日本人らしさが生かせる「再生医療」と「培養肉」の共通点
再生医療研究者が続々と培養肉開発に参戦、組織化が共通項

 動物細胞を培養して作る「培養肉」の開発競争が、世界で激化している。国内外で多数の大学やスタートアップがしのぎを削り、一部外国では商用化もかなった。一見すると食品生産の分野だが、培養肉の研究者は再生医療の研究者でもあることが多い。特に日本では、細胞工学に基づく再生医療製品の開発と通ずるように、培養肉でも「本物の肉らしさ」が追求されている。

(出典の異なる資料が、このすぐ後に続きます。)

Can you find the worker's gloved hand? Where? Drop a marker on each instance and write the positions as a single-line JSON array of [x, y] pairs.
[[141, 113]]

 培養肉作りでは、筋肉や内臓の細胞を培養し、in vitroで可食部を生産する。従来の畜産製品では骨や皮などの非可食部が必ず出るのに対し、食べる部分だけを直接製造できる点で、生産が高効率で持続可能性が高いとされる。フォアグラやフカヒレなど、生体の一部のみを食用とする製品の生産では特に利点が大きそうだ。また、従来の畜産製品では、ウシのゲップに温室効果ガスのメタンが多量に含まれることや、作れる可食部の量に対して飼料・水の消費量が多いことが課題と見られつつある。その点でも、培養肉製造はより環境への負荷が低いとされ、新たな食用蛋白質源として開発が進んでいる。

 現在、世界には数十社の培養肉開発企業があり、大学も加えると相当数の研究者が培養肉を扱っている。その中で、国内の業界関係者を取材するとよく聞かれるのが、「『本物の肉』を作る点で、競合と差別化したい」という声だ。